Small stones might pass out of the duct without treatment. A doctor might be able to remove a stone by pressing on it if the stone is close to the opening of a duct.
Ultrasoundic waves can be used to shatter large stones into small pieces.
Deep or large stones are more difficult. If they cannot be removed, and symptoms of pain or infection persist, the entire salivary gland may need to be removed.
Bacterial infections require taking antibiotics and extra fluid either by mouth or intravenously (IV). Warm compresses are placed on the infected gland. Chewing sour candies encourages the flow of saliva. Surgery may be needed to drain the gland.

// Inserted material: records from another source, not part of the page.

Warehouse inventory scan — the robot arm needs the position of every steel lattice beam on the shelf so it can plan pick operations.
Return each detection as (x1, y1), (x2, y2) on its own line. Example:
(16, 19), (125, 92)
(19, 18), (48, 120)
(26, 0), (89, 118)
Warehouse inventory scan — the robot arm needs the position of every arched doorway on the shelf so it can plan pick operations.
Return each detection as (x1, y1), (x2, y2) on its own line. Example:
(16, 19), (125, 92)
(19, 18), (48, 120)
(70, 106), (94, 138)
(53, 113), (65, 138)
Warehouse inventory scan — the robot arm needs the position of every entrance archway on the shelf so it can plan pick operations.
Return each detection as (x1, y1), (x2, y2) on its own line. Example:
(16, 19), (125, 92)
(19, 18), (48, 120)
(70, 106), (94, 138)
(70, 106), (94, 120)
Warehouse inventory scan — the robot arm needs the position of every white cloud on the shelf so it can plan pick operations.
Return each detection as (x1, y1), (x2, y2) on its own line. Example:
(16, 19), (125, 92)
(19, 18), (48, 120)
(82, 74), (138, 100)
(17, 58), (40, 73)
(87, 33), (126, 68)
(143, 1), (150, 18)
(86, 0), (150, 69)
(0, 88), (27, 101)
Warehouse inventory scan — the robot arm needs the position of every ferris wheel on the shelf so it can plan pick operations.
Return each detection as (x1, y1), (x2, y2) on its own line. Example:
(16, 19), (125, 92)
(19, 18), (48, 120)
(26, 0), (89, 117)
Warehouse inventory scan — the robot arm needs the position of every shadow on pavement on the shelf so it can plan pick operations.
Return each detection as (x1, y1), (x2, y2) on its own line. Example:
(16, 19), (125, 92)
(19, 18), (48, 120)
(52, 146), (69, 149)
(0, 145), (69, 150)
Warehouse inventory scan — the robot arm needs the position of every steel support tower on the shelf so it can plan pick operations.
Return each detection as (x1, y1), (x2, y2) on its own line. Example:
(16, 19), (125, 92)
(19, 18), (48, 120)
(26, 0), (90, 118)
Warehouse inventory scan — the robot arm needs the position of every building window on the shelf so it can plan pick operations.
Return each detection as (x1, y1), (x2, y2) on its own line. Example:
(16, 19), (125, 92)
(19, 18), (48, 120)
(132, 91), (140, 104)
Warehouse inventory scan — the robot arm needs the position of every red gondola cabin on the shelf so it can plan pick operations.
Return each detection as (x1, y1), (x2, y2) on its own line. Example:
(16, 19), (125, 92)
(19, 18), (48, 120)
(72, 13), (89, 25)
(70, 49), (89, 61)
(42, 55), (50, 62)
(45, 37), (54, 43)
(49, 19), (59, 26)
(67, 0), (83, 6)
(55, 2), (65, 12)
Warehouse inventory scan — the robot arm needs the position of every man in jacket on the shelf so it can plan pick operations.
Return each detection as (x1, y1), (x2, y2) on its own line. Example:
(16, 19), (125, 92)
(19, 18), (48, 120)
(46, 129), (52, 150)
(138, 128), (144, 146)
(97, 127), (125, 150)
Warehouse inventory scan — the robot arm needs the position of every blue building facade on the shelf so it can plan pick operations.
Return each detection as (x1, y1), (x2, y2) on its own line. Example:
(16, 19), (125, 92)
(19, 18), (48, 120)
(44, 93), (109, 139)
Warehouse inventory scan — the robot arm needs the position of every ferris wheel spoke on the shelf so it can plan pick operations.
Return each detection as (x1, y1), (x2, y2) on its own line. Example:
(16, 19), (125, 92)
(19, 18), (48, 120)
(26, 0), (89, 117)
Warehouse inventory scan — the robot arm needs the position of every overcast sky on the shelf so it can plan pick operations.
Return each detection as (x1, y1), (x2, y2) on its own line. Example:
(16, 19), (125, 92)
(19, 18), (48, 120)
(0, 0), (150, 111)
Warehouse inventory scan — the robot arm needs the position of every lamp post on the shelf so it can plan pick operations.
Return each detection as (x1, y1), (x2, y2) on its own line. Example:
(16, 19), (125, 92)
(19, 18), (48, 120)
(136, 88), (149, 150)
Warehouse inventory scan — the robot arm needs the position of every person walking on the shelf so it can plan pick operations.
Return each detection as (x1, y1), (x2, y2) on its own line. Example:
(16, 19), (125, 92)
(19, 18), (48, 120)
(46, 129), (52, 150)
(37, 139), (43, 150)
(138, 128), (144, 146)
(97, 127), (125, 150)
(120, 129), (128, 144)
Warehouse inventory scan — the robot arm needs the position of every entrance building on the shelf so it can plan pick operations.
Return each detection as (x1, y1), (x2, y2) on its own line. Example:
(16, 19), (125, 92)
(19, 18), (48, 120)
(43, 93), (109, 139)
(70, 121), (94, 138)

Antibiotics do not help cure a viral infection. The body must use it own defense system to clear itself of a virus. Bed rest, increased fluids, and acetaminophen for fever are the best ways to help the body cure itself.
Small cysts may drain without treatment. Large cysts might need surgery.
Benign tumors usually require surgery to remove them. Some are treated with radiation to prevent recurrence.
Malignant tumors require surgery if possible. Some tumors need surgery only; others require radiation and chemotherapy in addition to surgery. Radiation and chemotherapy are also used for tumors that are inoperable.
Prescribed medications help decrease dry mouth.